Between 1st January 2014 and 31th May 2017, 3,720 patients underwent VATS-L at VATS Group participating centres and included in the VATS Group database. Patients were divided into two groups: (A) early stages and (B) locally-advanced stages (tumours with dimension >5 cm (cT2b), cT3, cT4 and/or tumours that received neo-adjuvant chemotherapy). A retrospective study was performed, to evaluate the safety and the oncological adequacy of VATS-L comparing peri-operative outcomes and pathological data.
A total of 3,266 (87.7%) patients were included into the group A, while 454 (13.3%) patients formed the group B. VATS-L for locally advanced-stage NSCLC is associated with a longer procedure, a higher estimated blood loss, an increased incidence of conversion (9.3% 13.0%, P=0.018) and a significant higher number of total, hilar and mediastinal dissected lymph nodes. The mortality rate (1.6% 1.5%), the proportion of patients who suffered any complication (24.8% 29.1%) and the hospitalization were not statistically different between the two groups (P=0.880, 0.057 and 0.660, respectively); the overall complication rate was statistically higher in group B (30.4% 37.0%; P=0.04). Patients of group B who required conversion had a statistically significantly higher operative time (P<0.01), blood loss (P<0.01) and hospital stay (P<0.01), but not significantly higher overall morbidity rate (35.5% 28.0%) compared with patients completely operated by VATS.

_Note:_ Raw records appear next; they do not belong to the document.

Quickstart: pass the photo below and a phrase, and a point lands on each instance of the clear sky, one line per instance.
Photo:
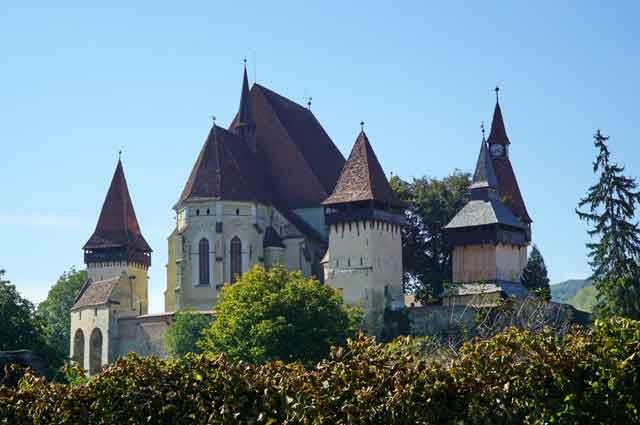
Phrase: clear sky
(78, 83)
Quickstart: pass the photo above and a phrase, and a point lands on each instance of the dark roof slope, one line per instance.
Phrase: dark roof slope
(362, 178)
(508, 188)
(117, 226)
(498, 134)
(484, 175)
(226, 169)
(96, 293)
(293, 149)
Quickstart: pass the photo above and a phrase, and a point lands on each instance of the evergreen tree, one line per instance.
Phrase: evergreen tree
(610, 208)
(534, 275)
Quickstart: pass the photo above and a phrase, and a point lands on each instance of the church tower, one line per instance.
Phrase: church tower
(117, 245)
(490, 235)
(364, 217)
(244, 125)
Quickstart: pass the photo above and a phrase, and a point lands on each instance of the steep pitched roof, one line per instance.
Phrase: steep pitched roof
(498, 134)
(117, 225)
(226, 169)
(362, 178)
(508, 188)
(95, 293)
(484, 175)
(291, 142)
(245, 114)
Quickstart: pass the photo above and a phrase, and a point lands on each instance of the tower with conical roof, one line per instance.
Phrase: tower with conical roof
(117, 244)
(488, 241)
(364, 218)
(244, 125)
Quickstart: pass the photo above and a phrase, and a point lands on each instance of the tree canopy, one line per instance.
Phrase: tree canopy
(432, 203)
(54, 312)
(277, 314)
(609, 207)
(185, 332)
(534, 275)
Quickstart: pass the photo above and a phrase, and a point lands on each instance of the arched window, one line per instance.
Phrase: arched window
(78, 347)
(236, 258)
(95, 351)
(203, 253)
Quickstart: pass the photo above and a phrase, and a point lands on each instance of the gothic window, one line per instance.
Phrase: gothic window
(236, 258)
(95, 351)
(78, 347)
(203, 261)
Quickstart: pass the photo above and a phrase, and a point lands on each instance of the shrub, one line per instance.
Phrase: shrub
(586, 376)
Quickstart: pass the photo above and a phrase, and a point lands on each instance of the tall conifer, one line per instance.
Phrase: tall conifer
(609, 207)
(534, 275)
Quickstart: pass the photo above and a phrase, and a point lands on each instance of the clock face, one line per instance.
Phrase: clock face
(497, 150)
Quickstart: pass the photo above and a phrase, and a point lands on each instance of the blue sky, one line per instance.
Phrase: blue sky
(78, 83)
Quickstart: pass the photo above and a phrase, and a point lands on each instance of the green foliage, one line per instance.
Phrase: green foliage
(20, 329)
(276, 314)
(563, 291)
(534, 275)
(185, 331)
(432, 203)
(610, 208)
(516, 377)
(54, 312)
(585, 299)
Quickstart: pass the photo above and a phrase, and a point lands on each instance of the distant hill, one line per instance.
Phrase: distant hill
(577, 292)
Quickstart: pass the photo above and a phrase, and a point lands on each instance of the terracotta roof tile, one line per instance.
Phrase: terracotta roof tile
(117, 226)
(226, 169)
(362, 178)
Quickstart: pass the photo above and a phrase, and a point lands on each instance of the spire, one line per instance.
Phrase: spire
(244, 125)
(117, 225)
(498, 134)
(245, 113)
(362, 178)
(484, 184)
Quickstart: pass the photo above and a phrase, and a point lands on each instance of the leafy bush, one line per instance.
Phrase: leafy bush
(276, 314)
(587, 376)
(185, 332)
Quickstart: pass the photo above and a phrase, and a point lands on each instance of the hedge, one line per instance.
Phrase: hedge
(587, 376)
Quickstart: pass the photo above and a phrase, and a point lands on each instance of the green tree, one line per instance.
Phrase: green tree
(54, 312)
(185, 331)
(534, 275)
(276, 314)
(432, 203)
(609, 207)
(19, 329)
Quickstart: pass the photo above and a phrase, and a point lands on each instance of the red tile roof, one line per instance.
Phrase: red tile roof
(293, 149)
(118, 226)
(508, 188)
(226, 169)
(498, 134)
(362, 178)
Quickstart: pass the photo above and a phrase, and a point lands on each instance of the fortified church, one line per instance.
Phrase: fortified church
(272, 188)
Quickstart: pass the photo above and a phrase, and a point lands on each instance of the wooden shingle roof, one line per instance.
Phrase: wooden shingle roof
(117, 225)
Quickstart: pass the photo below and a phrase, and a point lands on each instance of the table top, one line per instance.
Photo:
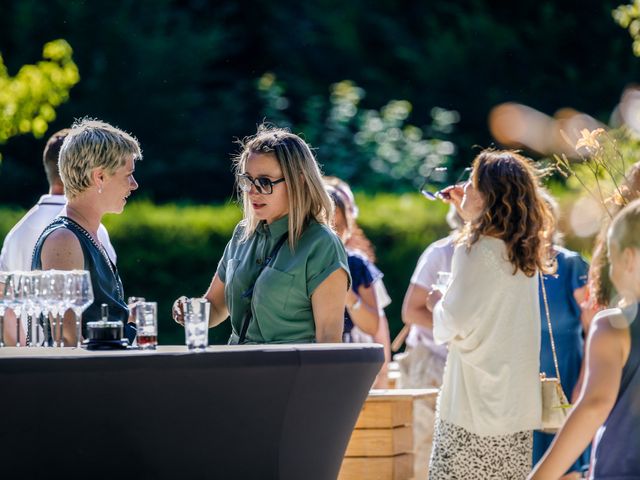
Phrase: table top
(70, 352)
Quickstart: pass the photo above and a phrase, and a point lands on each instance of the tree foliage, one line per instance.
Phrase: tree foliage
(628, 16)
(376, 149)
(28, 99)
(181, 76)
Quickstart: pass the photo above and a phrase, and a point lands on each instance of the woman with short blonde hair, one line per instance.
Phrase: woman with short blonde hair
(96, 163)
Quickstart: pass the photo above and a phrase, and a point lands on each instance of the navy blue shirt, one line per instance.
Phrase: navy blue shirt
(364, 273)
(105, 280)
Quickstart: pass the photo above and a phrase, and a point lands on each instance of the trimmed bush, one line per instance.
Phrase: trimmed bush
(169, 250)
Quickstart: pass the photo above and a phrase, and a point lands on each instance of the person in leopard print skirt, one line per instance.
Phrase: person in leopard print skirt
(489, 316)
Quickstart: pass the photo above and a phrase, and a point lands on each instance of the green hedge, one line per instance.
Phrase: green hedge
(169, 250)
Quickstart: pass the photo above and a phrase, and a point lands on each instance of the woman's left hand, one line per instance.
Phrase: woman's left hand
(433, 297)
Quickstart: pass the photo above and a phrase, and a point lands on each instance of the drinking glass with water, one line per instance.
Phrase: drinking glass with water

VATS-L for locally advanced-stage NSCLC in Italy is a safe and effective procedure when performed in appropriately selected patients, ensuring peri-operative results similar to those obtained in early-stage tumours.
电视辅助胸腔镜肺叶切除术(VATS-L)是早期非小细胞肺癌(NSCLC)的一种成熟手术方法,其功能和肿瘤学结局与开胸手术相似。VATS-L在局部晚期NSCLC中的作用尚未得到很好的规范。本研究的目的是利用意大利VATS组数据库的数据评估意大利VATS-L治疗晚期NSCLC的现状。
2014年1月1日至2017年5月31日期间,3720例患者在VATS组参与中心接受了VATS-L手术,并被纳入VATS组数据库。患者分为两组:(A)早期和(B)局部晚期(肿瘤直径>5 cm(cT2b)、cT3、cT4和/或接受新辅助化疗的肿瘤)。进行了一项回顾性研究,通过比较围手术期结局和病理数据来评估VATS-L的安全性和肿瘤学充分性。
共有3266例(87.7%)患者纳入A组,454例(13.3%)患者组成B组。局部晚期NSCLC的VATS-L手术时间更长、估计失血量更多、中转率更高(9.3%对13.0%,P=0.018),且清扫的总淋巴结、肺门淋巴结和纵隔淋巴结数量显著更多。两组的死亡率(1.6%对1.5%)、发生任何并发症的患者比例(24.8%对29.1%)和住院时间无统计学差异(P分别为0.880、0.057和0.660);B组的总体并发症发生率在统计学上更高(30.4%对37.0%;P=0.04)。与完全通过VATS手术的患者相比,B组中转患者的手术时间(P<0.01)、失血量(P<0.01)和住院时间(P<0.01)在统计学上显著更长,但总体发病率无显著更高(35.5%对28.0%)。
在意大利,对于局部晚期NSCLC患者,选择合适的患者进行VATS-L是一种安全有效的手术方法,可确保围手术期结果与早期肿瘤相似。